Tim: Why do women meddle in relationships? Men don't care about that.
Wilson: Uh-oh, Tim. You're falling victim to a cultural stereotype. Historically, men have been the primary matchmakers.
Tim: [inquisitive grunt]
Wilson: For example, among the Xhosa Kaffir tribe, a young man's father would choose his first, sometimes even his second, wife in exchange for a sack of barley or a goat.
Tim: I'd hold out for a sack of cash and a Jag.
Wilson: You see, Tim, unlike the ancient matchmakers, who received goods for their services, Jill's motives are much purer. She only wants what's best for Al.
Tim: Yeah, but why does she drag me into it?
Wilson: Who the heck knows? You know women.

Quote from Al

Al: I don't think so, Tim. I would never trade wheel covers for the love of a good woman. And, unlike you, I have never used the show as my personal forum. I would like to say something to my special lady.
Tim: Al, what are you gonna do?
Al: Speak from the heart.
Tim: Al, don't do this. Al! [to Jimmy] It was good to have you on the show. Thanks for coming.
Al: [to camera] Dr. Ilene Markham. I, Albert Borland, would like to spend the rest of my life with you. Will you marry me?
Tim: [chuckles] That's great. Great. That's great. What are you doing?
Al: I'm proposing.
Tim: Are you crazy? He's crazy.
Al: Crazy in love.
Tim: Oh, boy! Aren't you? Aren't we all? That's all the time we have. Klaus, the music, please.

Quote from Mark

Randy: We did a great job on this letter.
Brad: Yeah! Mark's gonna fall for this big time. Oh, here he comes!
Randy: Hey, Mark! You got a letter from the Detroit Pistons.
Mark: I did?
Brad: Yeah. The return address says it's from Isiah Thomas.
Mark: See? I told you he'd write me back.
Brad: What does it say?
Mark: "Dear Mark. Thank you for your 25 letters. You're my biggest fan."
Brad: Does he say anything else?
Mark: "I can't wait to meet you. Don't tell anybody, but I'm coming to your house Saturday night.
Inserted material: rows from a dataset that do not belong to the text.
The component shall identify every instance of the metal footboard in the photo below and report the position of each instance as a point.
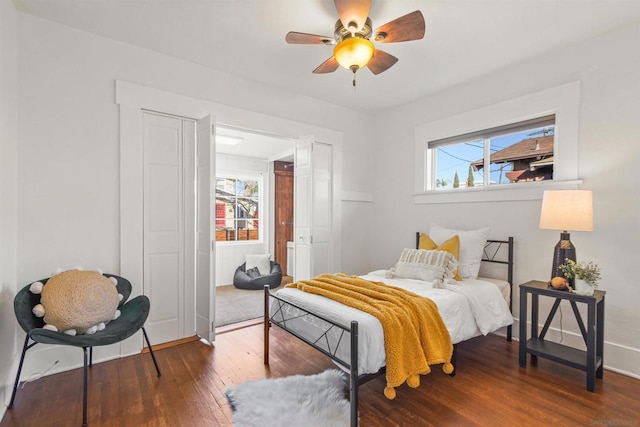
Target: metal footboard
(280, 319)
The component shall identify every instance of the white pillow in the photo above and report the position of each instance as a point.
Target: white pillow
(263, 262)
(472, 244)
(425, 265)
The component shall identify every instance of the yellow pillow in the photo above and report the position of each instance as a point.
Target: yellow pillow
(452, 246)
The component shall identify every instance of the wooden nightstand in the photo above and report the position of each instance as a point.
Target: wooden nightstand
(591, 361)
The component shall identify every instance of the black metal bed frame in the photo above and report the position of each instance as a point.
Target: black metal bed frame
(491, 253)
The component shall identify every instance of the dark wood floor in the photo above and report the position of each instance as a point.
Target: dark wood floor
(489, 389)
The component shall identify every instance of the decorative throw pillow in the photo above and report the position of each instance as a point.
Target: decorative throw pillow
(253, 272)
(263, 262)
(425, 265)
(451, 245)
(77, 302)
(472, 244)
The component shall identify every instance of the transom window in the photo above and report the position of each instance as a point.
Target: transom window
(237, 209)
(509, 154)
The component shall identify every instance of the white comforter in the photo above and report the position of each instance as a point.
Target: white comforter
(469, 308)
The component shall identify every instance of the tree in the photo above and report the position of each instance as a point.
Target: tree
(470, 176)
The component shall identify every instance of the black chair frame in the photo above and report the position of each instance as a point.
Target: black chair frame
(117, 330)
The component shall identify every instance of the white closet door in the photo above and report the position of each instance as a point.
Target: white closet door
(163, 280)
(205, 171)
(313, 207)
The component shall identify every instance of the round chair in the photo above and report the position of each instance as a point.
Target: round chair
(133, 314)
(244, 280)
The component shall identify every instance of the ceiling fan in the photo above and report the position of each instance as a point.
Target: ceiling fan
(353, 37)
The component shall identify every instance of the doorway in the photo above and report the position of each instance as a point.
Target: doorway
(246, 204)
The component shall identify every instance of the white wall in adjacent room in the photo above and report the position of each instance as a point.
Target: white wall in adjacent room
(609, 149)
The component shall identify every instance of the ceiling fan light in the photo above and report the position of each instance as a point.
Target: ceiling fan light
(353, 53)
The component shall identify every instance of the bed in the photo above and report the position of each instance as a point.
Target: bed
(354, 339)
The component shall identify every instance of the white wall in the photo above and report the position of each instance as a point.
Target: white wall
(229, 256)
(8, 212)
(609, 149)
(68, 151)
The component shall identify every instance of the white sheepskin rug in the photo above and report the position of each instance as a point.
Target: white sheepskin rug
(299, 400)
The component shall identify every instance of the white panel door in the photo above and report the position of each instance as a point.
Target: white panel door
(163, 271)
(312, 212)
(205, 265)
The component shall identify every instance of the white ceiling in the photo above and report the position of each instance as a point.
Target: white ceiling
(251, 144)
(464, 38)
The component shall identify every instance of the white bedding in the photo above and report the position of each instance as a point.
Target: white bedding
(469, 308)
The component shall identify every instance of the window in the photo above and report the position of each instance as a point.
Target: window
(513, 153)
(237, 208)
(553, 112)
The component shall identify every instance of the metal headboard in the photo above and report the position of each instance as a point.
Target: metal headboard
(493, 252)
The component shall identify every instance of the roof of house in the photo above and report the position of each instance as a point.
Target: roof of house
(536, 148)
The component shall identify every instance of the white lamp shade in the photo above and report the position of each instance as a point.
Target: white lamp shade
(567, 210)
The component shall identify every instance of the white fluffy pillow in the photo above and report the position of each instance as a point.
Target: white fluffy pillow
(263, 262)
(471, 247)
(425, 265)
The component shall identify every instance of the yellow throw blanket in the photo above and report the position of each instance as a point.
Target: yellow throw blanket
(415, 335)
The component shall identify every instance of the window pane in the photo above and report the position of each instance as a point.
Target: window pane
(247, 188)
(453, 165)
(522, 157)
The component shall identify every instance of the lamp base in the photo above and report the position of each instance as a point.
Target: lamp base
(563, 250)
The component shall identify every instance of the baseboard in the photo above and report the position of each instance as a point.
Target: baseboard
(171, 343)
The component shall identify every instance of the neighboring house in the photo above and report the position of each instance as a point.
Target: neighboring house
(529, 160)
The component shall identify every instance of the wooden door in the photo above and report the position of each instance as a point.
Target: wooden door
(283, 212)
(164, 225)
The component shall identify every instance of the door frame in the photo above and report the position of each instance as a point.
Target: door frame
(132, 99)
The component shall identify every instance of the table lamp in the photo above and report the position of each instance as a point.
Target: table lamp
(566, 210)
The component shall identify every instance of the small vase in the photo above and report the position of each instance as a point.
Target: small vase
(583, 288)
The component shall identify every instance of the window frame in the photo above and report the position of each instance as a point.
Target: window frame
(483, 136)
(247, 176)
(562, 101)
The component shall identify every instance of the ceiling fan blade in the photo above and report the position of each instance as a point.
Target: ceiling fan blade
(381, 61)
(293, 37)
(408, 27)
(328, 66)
(355, 11)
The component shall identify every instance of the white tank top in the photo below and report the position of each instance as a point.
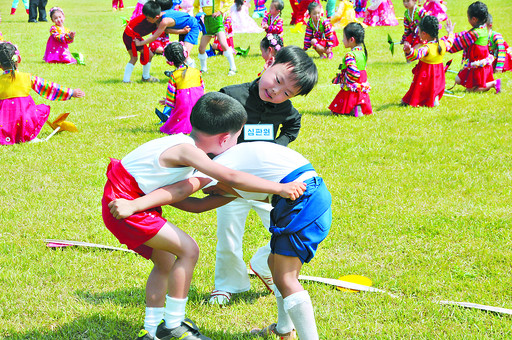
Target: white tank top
(142, 163)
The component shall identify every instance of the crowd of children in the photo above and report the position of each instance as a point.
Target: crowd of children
(163, 171)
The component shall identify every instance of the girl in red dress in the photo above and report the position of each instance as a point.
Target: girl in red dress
(353, 97)
(477, 72)
(429, 83)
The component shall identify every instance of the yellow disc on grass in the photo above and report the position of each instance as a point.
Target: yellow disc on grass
(361, 280)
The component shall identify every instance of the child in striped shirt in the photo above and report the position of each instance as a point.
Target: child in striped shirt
(21, 119)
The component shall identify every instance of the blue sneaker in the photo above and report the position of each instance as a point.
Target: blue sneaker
(188, 330)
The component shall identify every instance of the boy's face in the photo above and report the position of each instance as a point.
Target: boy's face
(277, 84)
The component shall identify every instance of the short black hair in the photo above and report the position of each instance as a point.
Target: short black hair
(216, 112)
(303, 69)
(164, 4)
(478, 10)
(151, 9)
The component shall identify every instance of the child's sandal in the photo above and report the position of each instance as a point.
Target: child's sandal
(271, 330)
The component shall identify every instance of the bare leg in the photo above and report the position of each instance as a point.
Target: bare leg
(175, 256)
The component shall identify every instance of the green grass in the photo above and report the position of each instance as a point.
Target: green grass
(421, 198)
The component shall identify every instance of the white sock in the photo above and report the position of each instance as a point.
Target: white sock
(284, 323)
(202, 59)
(300, 309)
(174, 311)
(128, 72)
(229, 54)
(153, 317)
(145, 71)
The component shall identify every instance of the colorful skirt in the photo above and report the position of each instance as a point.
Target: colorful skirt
(21, 119)
(473, 75)
(428, 83)
(384, 15)
(346, 100)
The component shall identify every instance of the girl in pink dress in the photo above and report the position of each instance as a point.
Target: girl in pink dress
(21, 119)
(380, 13)
(241, 20)
(436, 8)
(353, 98)
(57, 49)
(185, 87)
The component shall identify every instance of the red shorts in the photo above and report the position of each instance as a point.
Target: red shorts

P.S. If you're cooking, I love corn on the cob." He's coming to our house!

Quote from Al

Al: Oh, gosh, it's seven already? I better call the bingo hall, tell 'em I'm running late.
Jill: This isn't your usual bingo night.
Al: Well, no, I know. When you're a regular, they do something special for you on your birthday. You get to sit next to the caller and use your age as a free space. Tonight, I'm N35. Boy, you know, it just seems like yesterday I was I19.

Quote from Al

Tim: Thank you. Thank you all, and welcome once again to Tool Time. I'm your host, Tim "The Tool Man" Taylor, and you all know my assistant, Al "Catch of the Day" Borland. It's Male Hobby Week all this week on Tool Time. And today, Al and I are doing our Tool Time salute... to fishing. You know, hobbies are important to men because they allow us to wind down a bit. I can't speak for everybody, but I work awful hard all week long.
Al: You have another job somewhere, Tim?
Tim: Gosh, darn it. That was funny, Al. It really was. Who's writing your material? An orthodontist? Bite on that one, big worm.

Quote from Tim

Jill: A sense of humor is very important in a relationship. If I didn't have a sense of humor, I never would have been able to stay with Tim.
Ilene: How long have you two been married?
Tim: Ah, it seems like forever. In a good way.
Ilene: Children?
Jill: Yes. We have three delightful boys.
Tim: And who would they be?

Quote from Al

Al: I myself would love a big family.
Ilene: Me too. Although I'm 36 and I worry it's a little late to be getting started.
Al: Oh, no. You have plenty of good childbearing years left.
Ilene: It's not only that. You know, it's the whole process. I mean, first you have to meet somebody, then you have to date, see if the chemistry's right. I just wish there was a way to cut right through all that.
Al: So do I.
Ilene: You do?
Al: You know, I... I wouldn't want to be too forward, but I... I would love to be the father of your children.
Tim: Do you mind if we eat first?

Quote from Tim

Jill: So, Al, what did you wish for?
Al: Oh, no. No, no, Jill. I couldn't tell you that or it won't come true.
Tim: What are you, Al? Seven? Eight now?
Al: Sorry, Tim. It's just that I'm a little superstitious about those things.
Tim: Yeah? Well, if you don't tell us what you wished for, you're not getting your present.
Al: Well, if you must know, I... I wished for a wife.
Tim: Hey! Perfect! That's what we got ya! Just don't over-inflate her.

Quote from Tim

Jill: Tim, knock it off. Al has a very good chance of getting his wish. In fact, I might have somebody to introduce you to.
Al: Really?
Tim: Back the lonely-heart mobile up.